🤖 AI Summary
Current Facial Action Coding Systems (FACS) face two key bottlenecks in mental health research: limited accuracy in Action Unit (AU) detection and incomplete coverage of facial movements, hindering comprehensive facial expression representation. This paper introduces Facial Basis—the first unsupervised, data-driven 3D facial motion coding framework—replacing hand-crafted AUs with interpretable, localized motion primitives to enable complete, additive modeling. Its core contributions are: (1) constructing the first unsupervised facial motion dictionary; (2) overcoming FACS’s three fundamental limitations—reliance on manual annotation, incomplete coverage, and non-additive primitives; and (3) establishing an end-to-end AU-based comparative evaluation framework. On real-world conversational videos, Facial Basis achieves significantly higher accuracy than state-of-the-art AU detectors in predicting autism spectrum disorder diagnosis. The code and models are publicly released.
📝 Abstract
The Facial Action Coding System (FACS) has been used by numerous studies to investigate the links between facial behavior and mental health. The laborious and costly process of FACS coding has motivated the development of machine learning frameworks for Action Unit (AU) detection. Despite intense efforts spanning three decades, the detection accuracy for many AUs is considered to be below the threshold needed for behavioral research.
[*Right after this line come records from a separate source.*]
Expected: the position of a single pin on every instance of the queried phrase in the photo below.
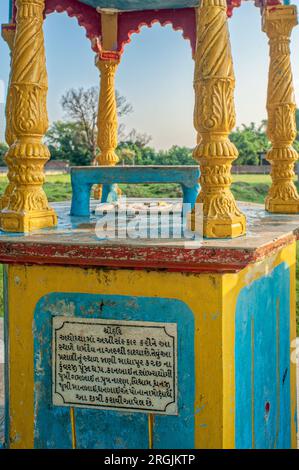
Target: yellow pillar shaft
(214, 118)
(28, 208)
(278, 23)
(107, 117)
(8, 35)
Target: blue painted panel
(262, 362)
(111, 429)
(141, 4)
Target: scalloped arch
(181, 20)
(87, 16)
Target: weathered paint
(212, 298)
(96, 428)
(83, 178)
(262, 358)
(74, 242)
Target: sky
(155, 73)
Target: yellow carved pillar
(107, 116)
(8, 34)
(278, 23)
(28, 208)
(214, 118)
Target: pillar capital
(279, 21)
(8, 32)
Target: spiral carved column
(107, 117)
(214, 118)
(278, 23)
(8, 34)
(27, 207)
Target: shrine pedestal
(140, 343)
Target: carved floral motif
(26, 205)
(214, 118)
(278, 24)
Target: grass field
(252, 188)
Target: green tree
(67, 141)
(249, 140)
(81, 107)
Also, many AUs are excluded altogether, making it impossible to fulfill the ultimate goal of FACS-the representation of any facial expression in its entirety. This paper considers an alternative approach. Instead of creating automated tools that mimic FACS experts, we propose to use a new coding system that mimics the key properties of FACS. Specifically, we construct a data-driven coding system called the Facial Basis, which contains units that correspond to localized and interpretable 3D facial movements, and overcomes three structural limitations of automated FACS coding. First, the proposed method is completely unsupervised, bypassing costly, laborious and variable manual annotation. Second, Facial Basis reconstructs all observable movement, rather than relying on a limited repertoire of recognizable movements (as in automated FACS). Finally, the Facial Basis units are additive, whereas AUs may fail detection when they appear in a non-additive combination. The proposed method outperforms the most frequently used AU detector in predicting autism diagnosis from in-person and remote conversations, highlighting the importance of encoding facial behavior comprehensively. To our knowledge, Facial Basis is the first alternative to FACS for deconstructing facial expressions in videos into localized movements. We provide an open source implementation of the method at github.com/sariyanidi/FacialBasis.